CoreWeave fell more than 10% in May after posting solid quarterly results but issuing second-quarter guidance below Wall Street expectations. Operating costs more than doubled to $2.2 billion, losses increased year over year, and the company signaled higher capital expenditures next quarter, adding pressure to margins and the balance sheet. Offset by a backlog approaching $100 billion and partnerships with Meta Platforms, Nvidia, and Anthropic, the update is mixed but leans negative for near-term sentiment.

Analysis

CoreWeave’s miss matters less as a one-quarter earnings event and more as a signal that the AI inference/training buildout is entering a capital intensity phase where revenue visibility is good but equity value capture is still uncertain. A near-$100B backlog sounds supportive, but in compute infrastructure the backlog is only as good as the availability of power, GPUs, and financing; if capex keeps outrunning contracted cash flow, the market will start valuing CRWV like a levered industrial utility rather than a growth asset. That usually compresses multiple expansion even if top-line growth remains strong. The second-order winner is Nvidia, not because CoreWeave is weak, but because every incremental unit of deployment still flows through accelerated hardware demand and keeps the ecosystem tight.
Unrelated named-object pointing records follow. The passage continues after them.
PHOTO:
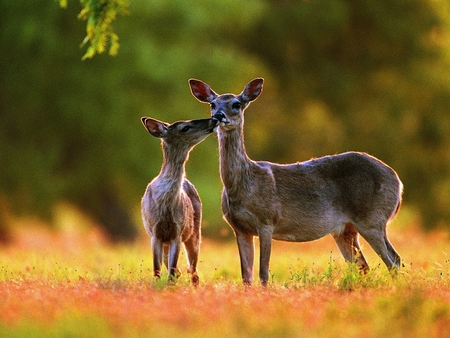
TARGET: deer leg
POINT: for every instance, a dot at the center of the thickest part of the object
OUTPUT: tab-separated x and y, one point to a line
157	249
348	243
192	247
166	255
174	252
246	255
377	239
265	244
META also benefits indirectly if hyperscalers can force pricing discipline on smaller AI clouds by self-funding capacity, while Intel remains a bystander unless the market begins to favor lower-cost alternative compute stacks; that scenario is still months away. The near-term loser is sentiment across the AI infrastructure basket: when one high-beta name gets punished for spending, investors often re-rate the entire “pick-and-shovel” complex for higher cost of capital. The contrarian read is that the market may be overreacting to guidance while underestimating backlog quality and customer concentration risk. If the backlog is truly sticky and denominated in long-duration commitments, the selloff could become a buyable dislocation over the next 3-6 months once financing terms stabilize. The bigger risk is not demand collapse but dilution or covenant pressure if capex is funded with incremental debt before operating leverage turns; that is the scenario that can keep the stock range-bound for multiple quarters.